Photo credit: National Post

By Diana Mehta, The Canadian Press

Toronto: Rob Ford, the controversial former mayor of Toronto, began intensive surgery to remove a cancerous tumour from his abdomen Monday, with the operation expected to last more than 10 hours.

The city councillor has previously described the procedure as a “very serious operation,” and noted that it could put him out of commission for as long as four months.

In a photograph posted on Twitter by his chief of staff before the surgery began, Ford was seen dressed in a blue hospital gown giving the camera two thumbs up.

“Just prior to 8 a.m., the scheduled start for his surgery, Coun. Ford took a picture in his hospital bed, with the message ‘Thank you Toronto, for all your love and support.”’ Ford’s chief of staff Dan Jacobs said in an email.

“Coun. Ford then stood and walked with hospital staff to the operating room.”

Ford’s surgery comes after several rounds of chemotherapy and radiation which he said shrunk his tumour to an operable size.

Surgeons at Toronto’s Mount Sinai Hospital are now expected to make two incisions of about 30 centimetres each in an effort to remove Ford’s tumour, which is approximately 5 centimetres in size, Jacobs said.

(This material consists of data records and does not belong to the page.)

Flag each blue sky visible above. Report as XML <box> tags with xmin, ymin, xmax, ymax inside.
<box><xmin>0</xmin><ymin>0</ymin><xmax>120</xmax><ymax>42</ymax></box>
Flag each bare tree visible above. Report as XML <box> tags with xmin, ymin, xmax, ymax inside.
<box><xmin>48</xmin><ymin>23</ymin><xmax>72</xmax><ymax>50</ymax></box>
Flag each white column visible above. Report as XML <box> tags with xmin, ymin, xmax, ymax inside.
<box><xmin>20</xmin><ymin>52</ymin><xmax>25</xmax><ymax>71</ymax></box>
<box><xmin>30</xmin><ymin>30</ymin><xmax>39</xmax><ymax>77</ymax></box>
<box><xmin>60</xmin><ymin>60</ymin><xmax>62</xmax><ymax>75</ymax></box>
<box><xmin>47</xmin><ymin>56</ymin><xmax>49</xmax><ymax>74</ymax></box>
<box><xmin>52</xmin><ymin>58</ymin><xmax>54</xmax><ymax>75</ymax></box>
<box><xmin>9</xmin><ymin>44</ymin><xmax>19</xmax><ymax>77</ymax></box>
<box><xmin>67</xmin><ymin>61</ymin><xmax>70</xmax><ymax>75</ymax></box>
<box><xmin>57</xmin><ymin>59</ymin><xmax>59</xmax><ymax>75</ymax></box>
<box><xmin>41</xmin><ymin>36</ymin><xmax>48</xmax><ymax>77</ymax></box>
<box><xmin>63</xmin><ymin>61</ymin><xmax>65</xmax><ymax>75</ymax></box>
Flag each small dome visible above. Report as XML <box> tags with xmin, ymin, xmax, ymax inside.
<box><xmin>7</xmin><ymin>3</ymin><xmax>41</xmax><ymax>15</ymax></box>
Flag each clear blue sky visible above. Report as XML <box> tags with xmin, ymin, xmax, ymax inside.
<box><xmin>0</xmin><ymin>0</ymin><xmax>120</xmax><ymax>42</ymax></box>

Following the procedure, Ford is expected to be kept in a post-operative recovery area, before being transferred to a “surgical step down unit,” Jacobs added.

On the weekend, Ford told local television station CP24 that his biggest fear was not waking up.

“I just want to wake up. That’s all I want to do is wake up,” he said in the interview. “Once I wake up from the surgery, then I can start dealing with it and fighting it and getting better.”

Ford, whose admitted drug and alcohol abuse and outrageous behaviour earned him international notoriety, was forced out of his mayoral re-election bid last September when doctors discovered his rare, aggressive malignant liposarcoma. He ran successfully for council instead.

The type of cancer Ford has, only about one per cent of cancers are similar, arises from fat cells and can attack a variety of soft tissue in the body.